India Wants to Become a Global Drone “Hub” by 2030
The world’s second most populous nation has ambitions of becoming a global drone hub by the year 2030, according to a news report circulating on YouTube. India’s drone market, estimated at just $839 million in value in 2020, could rise to over $4 billion by 2026, sources interviewed for the report suggest. The fastest growing sector of the drone market is expected to be farming, especially aerial mapping and fertilizer and pesticide spraying. Other key growth sectors include national defense, border security and public health, sources say.
Currently, farmers in isolated rural areas in the south are using drones to spray pesticides on their farms, largely because of labor shortages and the time and cost savings involved. A drone can spray an entire acre of farm property in just 15 minutes, a farmer interviewed in the report says. With more accurate aerial surveying, drones can also allow farmers to calibrate their use of pesticides and other farm input to the areas most in need. “With a drone, the farm needs half the amount of pesticides and there’s little waste,” the farmer says.
Other sources note that India’s drones are beginning to assist the mining and construction industries with workplace site and safety inspections. Police are using drones to monitor traffic and border security forces have deployed- them to search for smugglers and traffickers. The Indian army is experimenting with drones for land mine detection and removal. According to industry observers, a key obstacle to India’s drone industry growth is its continuing dependence on foreign suppliers for drone components. China, by far the world’s largest manufacturer and exporter of drones, also dominates the market for critical drone inputs, including batteries, motors and flight controllers.
In February 2022, as part of its larger “Made in India” planning initiative, India’s central government banned the import of foreign drones and created new incentives for the country’s firms to become drone manufacturers. Neel Mehta, co-founder of Asteria Aerospace, has been building drones for 10 years. He says he welcomes the government’s efforts to boost indigenous manufacturing.
“Drone companies now have a clear growth roadmap, large order books and promising future trajectory. In India, we now have drones being used in real-world, impactful large-scale applications, while being economically viable,” Mehta told BBC News last November. Mehta, who was recently appointed to head up a national government drone planning committee, says India still needs to develop the infrastructure and regulatory framework to govern the development of a national drone industry that can truly compete on a world scale.

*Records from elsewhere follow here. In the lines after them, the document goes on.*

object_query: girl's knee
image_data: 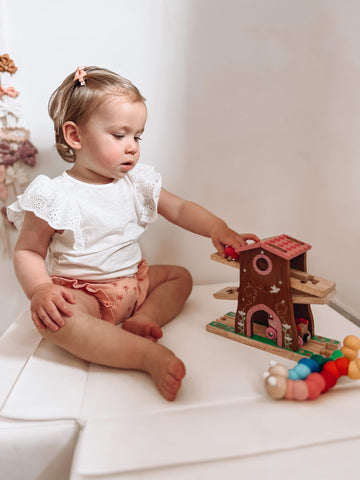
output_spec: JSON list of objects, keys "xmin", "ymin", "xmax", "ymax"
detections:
[{"xmin": 174, "ymin": 266, "xmax": 193, "ymax": 296}]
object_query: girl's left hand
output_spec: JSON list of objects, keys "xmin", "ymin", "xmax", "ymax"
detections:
[{"xmin": 210, "ymin": 224, "xmax": 260, "ymax": 258}]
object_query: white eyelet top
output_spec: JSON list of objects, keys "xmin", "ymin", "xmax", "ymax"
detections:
[{"xmin": 7, "ymin": 163, "xmax": 161, "ymax": 280}]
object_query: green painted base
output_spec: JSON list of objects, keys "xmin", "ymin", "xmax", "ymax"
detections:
[{"xmin": 207, "ymin": 312, "xmax": 341, "ymax": 361}]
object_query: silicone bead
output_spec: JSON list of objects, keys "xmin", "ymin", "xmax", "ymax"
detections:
[
  {"xmin": 334, "ymin": 357, "xmax": 350, "ymax": 376},
  {"xmin": 341, "ymin": 347, "xmax": 357, "ymax": 361},
  {"xmin": 284, "ymin": 379, "xmax": 295, "ymax": 400},
  {"xmin": 306, "ymin": 373, "xmax": 326, "ymax": 400},
  {"xmin": 299, "ymin": 357, "xmax": 320, "ymax": 372},
  {"xmin": 343, "ymin": 335, "xmax": 360, "ymax": 351},
  {"xmin": 330, "ymin": 350, "xmax": 344, "ymax": 360},
  {"xmin": 321, "ymin": 370, "xmax": 337, "ymax": 393},
  {"xmin": 347, "ymin": 359, "xmax": 360, "ymax": 380},
  {"xmin": 322, "ymin": 361, "xmax": 341, "ymax": 380},
  {"xmin": 289, "ymin": 364, "xmax": 311, "ymax": 380},
  {"xmin": 311, "ymin": 354, "xmax": 328, "ymax": 369},
  {"xmin": 292, "ymin": 380, "xmax": 309, "ymax": 401}
]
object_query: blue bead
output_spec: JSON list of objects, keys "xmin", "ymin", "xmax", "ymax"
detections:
[
  {"xmin": 299, "ymin": 358, "xmax": 319, "ymax": 372},
  {"xmin": 288, "ymin": 369, "xmax": 300, "ymax": 380},
  {"xmin": 294, "ymin": 363, "xmax": 311, "ymax": 379}
]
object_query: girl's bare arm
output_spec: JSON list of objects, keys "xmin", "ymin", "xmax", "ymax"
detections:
[
  {"xmin": 14, "ymin": 212, "xmax": 75, "ymax": 331},
  {"xmin": 158, "ymin": 188, "xmax": 259, "ymax": 256}
]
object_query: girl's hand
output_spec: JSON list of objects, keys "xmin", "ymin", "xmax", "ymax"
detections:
[
  {"xmin": 30, "ymin": 283, "xmax": 76, "ymax": 332},
  {"xmin": 210, "ymin": 223, "xmax": 260, "ymax": 258}
]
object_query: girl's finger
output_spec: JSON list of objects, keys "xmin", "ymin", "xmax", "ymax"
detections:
[
  {"xmin": 37, "ymin": 307, "xmax": 59, "ymax": 332},
  {"xmin": 62, "ymin": 288, "xmax": 76, "ymax": 304},
  {"xmin": 242, "ymin": 233, "xmax": 260, "ymax": 242},
  {"xmin": 31, "ymin": 311, "xmax": 46, "ymax": 330},
  {"xmin": 55, "ymin": 297, "xmax": 73, "ymax": 318},
  {"xmin": 46, "ymin": 303, "xmax": 65, "ymax": 327},
  {"xmin": 214, "ymin": 240, "xmax": 225, "ymax": 257}
]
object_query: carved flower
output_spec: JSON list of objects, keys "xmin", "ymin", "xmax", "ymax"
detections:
[{"xmin": 0, "ymin": 54, "xmax": 17, "ymax": 74}]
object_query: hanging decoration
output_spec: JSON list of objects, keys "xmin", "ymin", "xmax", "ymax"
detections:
[{"xmin": 0, "ymin": 53, "xmax": 37, "ymax": 256}]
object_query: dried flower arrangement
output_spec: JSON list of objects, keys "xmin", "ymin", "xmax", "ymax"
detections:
[{"xmin": 0, "ymin": 53, "xmax": 37, "ymax": 256}]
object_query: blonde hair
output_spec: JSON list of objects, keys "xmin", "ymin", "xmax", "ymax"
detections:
[{"xmin": 48, "ymin": 66, "xmax": 146, "ymax": 163}]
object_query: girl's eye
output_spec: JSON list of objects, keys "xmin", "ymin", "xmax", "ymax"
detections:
[
  {"xmin": 135, "ymin": 136, "xmax": 142, "ymax": 142},
  {"xmin": 112, "ymin": 134, "xmax": 124, "ymax": 139}
]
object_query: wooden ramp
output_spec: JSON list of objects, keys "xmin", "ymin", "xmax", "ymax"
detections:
[{"xmin": 211, "ymin": 252, "xmax": 336, "ymax": 305}]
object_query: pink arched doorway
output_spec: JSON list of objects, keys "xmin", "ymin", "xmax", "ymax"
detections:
[{"xmin": 246, "ymin": 304, "xmax": 283, "ymax": 347}]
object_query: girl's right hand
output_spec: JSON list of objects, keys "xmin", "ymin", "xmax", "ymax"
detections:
[{"xmin": 30, "ymin": 283, "xmax": 76, "ymax": 331}]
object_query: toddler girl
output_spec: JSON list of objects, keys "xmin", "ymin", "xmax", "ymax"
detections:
[{"xmin": 8, "ymin": 66, "xmax": 258, "ymax": 401}]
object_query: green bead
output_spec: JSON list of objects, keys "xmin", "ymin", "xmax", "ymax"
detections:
[
  {"xmin": 330, "ymin": 349, "xmax": 343, "ymax": 360},
  {"xmin": 310, "ymin": 354, "xmax": 327, "ymax": 368}
]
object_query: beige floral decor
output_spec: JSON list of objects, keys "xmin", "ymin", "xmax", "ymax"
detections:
[
  {"xmin": 0, "ymin": 54, "xmax": 17, "ymax": 74},
  {"xmin": 0, "ymin": 53, "xmax": 37, "ymax": 256}
]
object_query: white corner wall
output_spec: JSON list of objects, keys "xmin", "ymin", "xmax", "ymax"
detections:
[{"xmin": 0, "ymin": 0, "xmax": 359, "ymax": 334}]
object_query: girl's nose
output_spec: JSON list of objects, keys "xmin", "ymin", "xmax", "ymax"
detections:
[{"xmin": 125, "ymin": 138, "xmax": 138, "ymax": 154}]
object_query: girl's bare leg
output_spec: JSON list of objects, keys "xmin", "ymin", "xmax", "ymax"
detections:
[
  {"xmin": 38, "ymin": 289, "xmax": 185, "ymax": 401},
  {"xmin": 122, "ymin": 265, "xmax": 193, "ymax": 341}
]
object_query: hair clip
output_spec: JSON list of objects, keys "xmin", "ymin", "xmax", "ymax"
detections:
[{"xmin": 74, "ymin": 66, "xmax": 87, "ymax": 86}]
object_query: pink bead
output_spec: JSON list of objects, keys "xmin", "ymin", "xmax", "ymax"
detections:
[
  {"xmin": 285, "ymin": 379, "xmax": 295, "ymax": 400},
  {"xmin": 306, "ymin": 373, "xmax": 325, "ymax": 400},
  {"xmin": 292, "ymin": 380, "xmax": 309, "ymax": 401}
]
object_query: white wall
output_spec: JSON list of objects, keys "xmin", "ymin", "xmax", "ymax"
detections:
[{"xmin": 0, "ymin": 0, "xmax": 359, "ymax": 334}]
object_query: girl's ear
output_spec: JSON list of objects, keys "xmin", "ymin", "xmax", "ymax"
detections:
[{"xmin": 63, "ymin": 121, "xmax": 82, "ymax": 150}]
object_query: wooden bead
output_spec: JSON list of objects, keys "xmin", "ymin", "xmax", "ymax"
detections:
[
  {"xmin": 268, "ymin": 364, "xmax": 288, "ymax": 377},
  {"xmin": 264, "ymin": 375, "xmax": 287, "ymax": 399}
]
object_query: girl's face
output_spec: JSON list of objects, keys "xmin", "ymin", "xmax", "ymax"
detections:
[{"xmin": 69, "ymin": 96, "xmax": 147, "ymax": 184}]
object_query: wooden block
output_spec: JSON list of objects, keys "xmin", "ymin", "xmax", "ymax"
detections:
[
  {"xmin": 213, "ymin": 286, "xmax": 238, "ymax": 300},
  {"xmin": 211, "ymin": 252, "xmax": 240, "ymax": 269},
  {"xmin": 290, "ymin": 268, "xmax": 336, "ymax": 298},
  {"xmin": 216, "ymin": 314, "xmax": 236, "ymax": 327},
  {"xmin": 291, "ymin": 289, "xmax": 336, "ymax": 305}
]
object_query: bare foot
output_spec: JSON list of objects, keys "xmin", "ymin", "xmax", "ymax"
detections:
[
  {"xmin": 143, "ymin": 343, "xmax": 186, "ymax": 401},
  {"xmin": 122, "ymin": 316, "xmax": 163, "ymax": 342}
]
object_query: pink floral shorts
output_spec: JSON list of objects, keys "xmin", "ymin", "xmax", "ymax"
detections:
[{"xmin": 52, "ymin": 260, "xmax": 149, "ymax": 325}]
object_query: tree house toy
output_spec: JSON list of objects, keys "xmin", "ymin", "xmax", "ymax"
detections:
[{"xmin": 207, "ymin": 234, "xmax": 339, "ymax": 361}]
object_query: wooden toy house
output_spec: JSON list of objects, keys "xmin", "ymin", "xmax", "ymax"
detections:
[{"xmin": 208, "ymin": 234, "xmax": 338, "ymax": 361}]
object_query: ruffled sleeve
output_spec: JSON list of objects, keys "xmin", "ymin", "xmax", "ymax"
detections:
[
  {"xmin": 7, "ymin": 174, "xmax": 84, "ymax": 250},
  {"xmin": 127, "ymin": 163, "xmax": 161, "ymax": 225}
]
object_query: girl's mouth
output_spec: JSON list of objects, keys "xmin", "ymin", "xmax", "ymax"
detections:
[{"xmin": 120, "ymin": 162, "xmax": 133, "ymax": 171}]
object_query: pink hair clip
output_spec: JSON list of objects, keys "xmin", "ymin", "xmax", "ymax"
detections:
[{"xmin": 74, "ymin": 66, "xmax": 87, "ymax": 86}]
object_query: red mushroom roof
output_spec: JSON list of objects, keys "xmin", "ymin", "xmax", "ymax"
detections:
[{"xmin": 239, "ymin": 234, "xmax": 311, "ymax": 260}]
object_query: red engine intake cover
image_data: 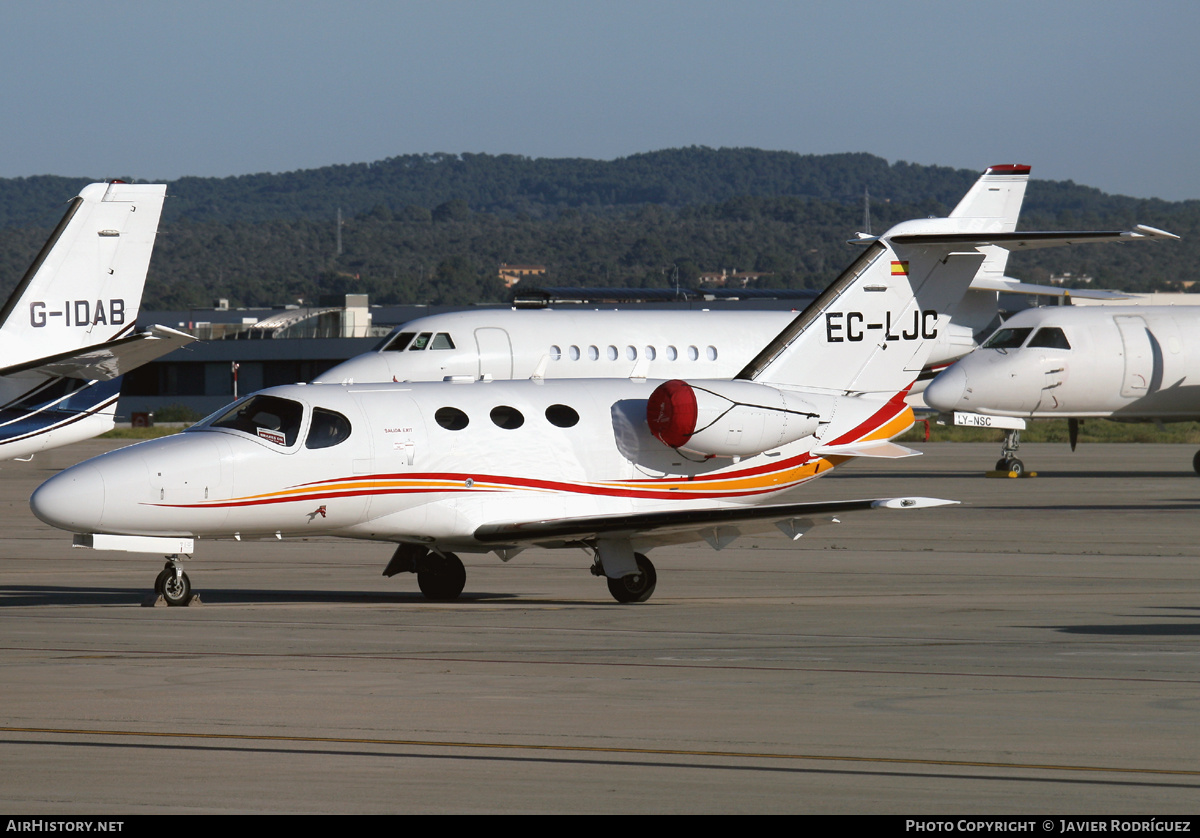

Rajiv Kumar Narang, head of the Drone Federation of India, urges caution in projecting rapid progress, noting that “at present we don’t not have an ecosystem and technology initiatives in place.”
“Initiatives have to come from the government. A single entity or a nodal ministry has to take this forward if we want to reach a goal of being the hub by 2030,” he told BBC News.
At present, India lacks a sufficient number of firms across different sectors to manufacture and assemble the components needed to make a drone. Narang estimates that it could take 3 years of sustained government investment in R&D, plant construction and job training to create a viable drone manufacturing industry. Mehta believes that with the proper incentives and guidelines, India could claim 25% of the global drone market in the next two decades.
The Indian government estimates that drones could boost the country’s manufacturing sector by $23 billion by 2030. In the interim, with demand rising, some Indian farmers have begun purchasing drones to lease to their neighbors to generate additional farm income. In addition, short-term job training programs, supported by state governments, are giving impoverished rural Indians an avenue for becoming drone pilots and technicians.